Leonardista e critico d’arte. È originario di Vinci, dove ha fondato e dirige dal 1993 il Museo Ideale Leonardo Da Vinci, con gli Archivi delle impronte digitali e dei Leonardismi, e con il progetto del

“Giardino di Leonardo”. Dirige pure il nuovo Museo Leonardo e il Rinascimento del vino, insieme ad Agnese Sabato.

È autore e curatore di centinaia di mostre, pubblicazioni e conferenze su Leonardo, oltre che su Michelangelo e Raffaello, “Pratolino. Laboratorio delle meraviglie” e i luoghi della memoria, l’arte contemporanea e il design, dagli Stati Uniti alla Cina e al Giappone.

I suoi libri (da Léonard de Vinci. Art et science de l’univers, 1996 a Leonardo infinito, 2008, e Leonardo. La pittura: un nuovo sguardo, 2018) sono stati tradotti in 18 lingue.

Ha iniziato nel 1973 le ricerche sui territori e i discendenti di Leonardo, per quello che si è configurato dal 2000 come il progetto sul DNA di Leonardo.

Agnese Sabato

Nata a Città del Messico, è laureata in Storia Moderna presso l’Università di Firenze.
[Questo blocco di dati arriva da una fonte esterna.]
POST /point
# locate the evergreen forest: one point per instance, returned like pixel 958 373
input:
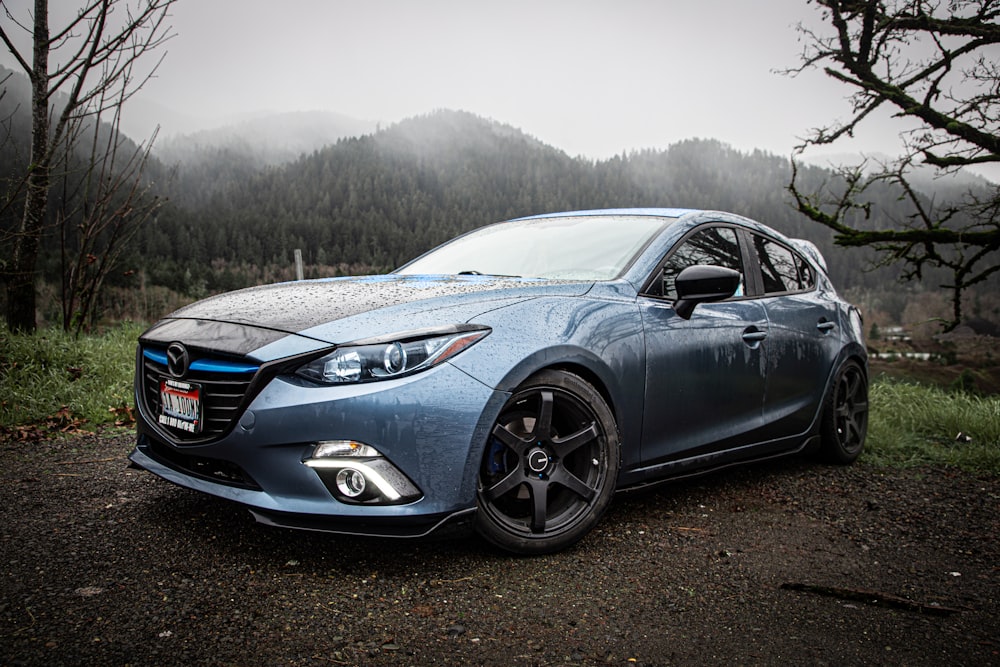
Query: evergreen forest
pixel 234 217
Collabora all’organizzazione di mostre, conferenze, attività didattiche e iniziative istituzionali del Museo Ideale Leonardo Da Vinci (compreso l’“Archivio delle impronte digitali”), e a libri e quaderni di studio.

Ha pubblicato contributi sulla storia delle schiave a Firenze e sul mito e l’immagine di Leonardo.

Presiede la Leonardo Da Vinci Heritage, per le ricerche sulla genealogia e sui discendenti viventi dei Da Vinci e il progetto sul DNA di Leonardo.